I was being a complete pillock.

 

I’d never even seen The Lion King for gods sake.  What was wrong with me.  I’d always joked when people found out and their jaws hit the floor that it was a good conversation starter, and to be fair, it was.  I had a lot of conversations over the period of my undergrad about just that.  I would point out that The Lion King was ubiquitous, so omnipresent that even if I’d never seen it I could still sing most of the songs, and more to the point, wasn’t it basically Hamlet with lions?  I’d seen Hamlet.  Despite all that, I was undoubtedly missing out on something, even if it was only the sight of a drug peddling hippie duo of a meerkat and a warthog.

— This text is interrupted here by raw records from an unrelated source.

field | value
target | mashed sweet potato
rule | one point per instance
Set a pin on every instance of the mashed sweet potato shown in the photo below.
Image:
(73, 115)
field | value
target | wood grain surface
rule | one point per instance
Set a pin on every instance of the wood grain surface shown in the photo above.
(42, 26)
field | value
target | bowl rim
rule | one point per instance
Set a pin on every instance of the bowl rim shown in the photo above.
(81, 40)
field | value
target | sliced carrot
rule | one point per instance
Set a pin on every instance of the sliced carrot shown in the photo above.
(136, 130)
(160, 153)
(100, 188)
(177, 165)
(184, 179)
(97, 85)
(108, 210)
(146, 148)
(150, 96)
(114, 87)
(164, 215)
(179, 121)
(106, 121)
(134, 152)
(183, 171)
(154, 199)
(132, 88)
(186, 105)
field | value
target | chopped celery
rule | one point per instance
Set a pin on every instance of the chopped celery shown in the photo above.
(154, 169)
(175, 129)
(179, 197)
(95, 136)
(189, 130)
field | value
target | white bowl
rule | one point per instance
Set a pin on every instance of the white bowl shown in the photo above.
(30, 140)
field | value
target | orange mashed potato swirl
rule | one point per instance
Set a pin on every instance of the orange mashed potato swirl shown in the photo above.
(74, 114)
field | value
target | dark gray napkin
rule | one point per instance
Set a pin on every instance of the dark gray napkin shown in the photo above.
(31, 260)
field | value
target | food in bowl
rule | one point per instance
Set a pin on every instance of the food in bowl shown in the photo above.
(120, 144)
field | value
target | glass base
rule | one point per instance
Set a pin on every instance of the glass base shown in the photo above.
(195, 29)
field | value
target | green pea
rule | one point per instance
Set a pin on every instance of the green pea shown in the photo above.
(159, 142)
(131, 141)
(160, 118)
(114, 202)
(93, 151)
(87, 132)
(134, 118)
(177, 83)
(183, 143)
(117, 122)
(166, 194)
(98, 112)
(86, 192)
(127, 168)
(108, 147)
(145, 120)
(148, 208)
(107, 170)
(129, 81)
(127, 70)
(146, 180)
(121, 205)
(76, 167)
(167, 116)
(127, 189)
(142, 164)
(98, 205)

Something had to be done, and this blog was that something.  As the opening song says, “there is more to be seen than can ever be seen, more to do than can ever be done,” and I was missing it.  (No, I still haven’t seen the Lion King, that song just gets around a lot.)  So, every week I’ll see a new film, or read a new book.  I’ll go to a new place or try something different.  Then I’ll write about it.

And if the Lion King is right and there really is “more to be seen than can ever be seen, more to do than can ever be done”, then I won’t be running out of material anytime soon.

 

And yes.  I will be watching The Lion King.